Gut microbiota dysbiosis gives rise to several pathophysiological conditions. Gut microbiota dysbiosis can be induced by diet, antibiotics, and genetic factors. Gut microbiota dysbiosis can cause and sustain cancers, such as colorectal cancer and hepatocellular carcinoma, along with inflammatory diseases, autoimmune conditions, and cardiometabolic disorders. Gut microbiota dysbiosis-induced immune dysregulation is another etiological factor for disease among the many others listed, including age, sex, and medication.

Figure 3

Modifying the abundance of gut microbiota population may influence the outcomes of immunotherapy. A healthy gut microbiome can increase the bioavailability and efficacy of drugs in the host. Dysbiosis, caused by several depicted factors, may decrease the efficacy of the therapeutic drugs, leading to poor therapeutic outcomes.

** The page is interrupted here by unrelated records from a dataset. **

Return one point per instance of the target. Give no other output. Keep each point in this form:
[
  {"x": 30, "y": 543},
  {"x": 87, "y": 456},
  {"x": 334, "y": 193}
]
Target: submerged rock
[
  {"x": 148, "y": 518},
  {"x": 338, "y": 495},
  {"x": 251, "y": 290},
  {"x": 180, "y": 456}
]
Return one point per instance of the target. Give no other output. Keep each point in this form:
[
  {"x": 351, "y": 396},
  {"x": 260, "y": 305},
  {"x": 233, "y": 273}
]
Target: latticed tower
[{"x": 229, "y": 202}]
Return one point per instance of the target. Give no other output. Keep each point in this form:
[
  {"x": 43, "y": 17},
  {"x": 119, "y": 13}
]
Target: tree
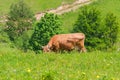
[
  {"x": 48, "y": 26},
  {"x": 20, "y": 20},
  {"x": 111, "y": 32},
  {"x": 89, "y": 22}
]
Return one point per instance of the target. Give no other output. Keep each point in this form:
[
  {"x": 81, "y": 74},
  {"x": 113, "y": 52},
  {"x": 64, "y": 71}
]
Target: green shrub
[
  {"x": 111, "y": 31},
  {"x": 20, "y": 20},
  {"x": 48, "y": 26},
  {"x": 99, "y": 36},
  {"x": 89, "y": 23}
]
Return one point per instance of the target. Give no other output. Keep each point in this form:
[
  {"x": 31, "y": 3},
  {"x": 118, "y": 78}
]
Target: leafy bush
[
  {"x": 20, "y": 20},
  {"x": 98, "y": 35},
  {"x": 48, "y": 26},
  {"x": 111, "y": 30}
]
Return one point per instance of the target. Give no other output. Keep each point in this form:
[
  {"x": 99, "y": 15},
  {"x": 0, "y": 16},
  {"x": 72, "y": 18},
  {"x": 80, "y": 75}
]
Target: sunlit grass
[
  {"x": 36, "y": 6},
  {"x": 74, "y": 66}
]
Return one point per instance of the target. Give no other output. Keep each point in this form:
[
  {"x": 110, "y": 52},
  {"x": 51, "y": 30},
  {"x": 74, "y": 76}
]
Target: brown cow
[{"x": 66, "y": 42}]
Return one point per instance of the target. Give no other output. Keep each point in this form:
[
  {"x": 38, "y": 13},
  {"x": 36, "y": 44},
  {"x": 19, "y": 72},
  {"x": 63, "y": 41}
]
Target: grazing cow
[{"x": 66, "y": 42}]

Modifying gut microbiota could increase the effectiveness of certain immunotherapeutic drugs, such as anti-PD-1 antibody, anti-PD-L1 antibody, and anti-CTL4 antibody treatments. Gut microbiota can be changed by supplementation with either antibiotics, probiotics, prebiotics, secondary bile acids, short-chain fatty acids (e.g., butyrate), inosine, or fecal matter transplantation.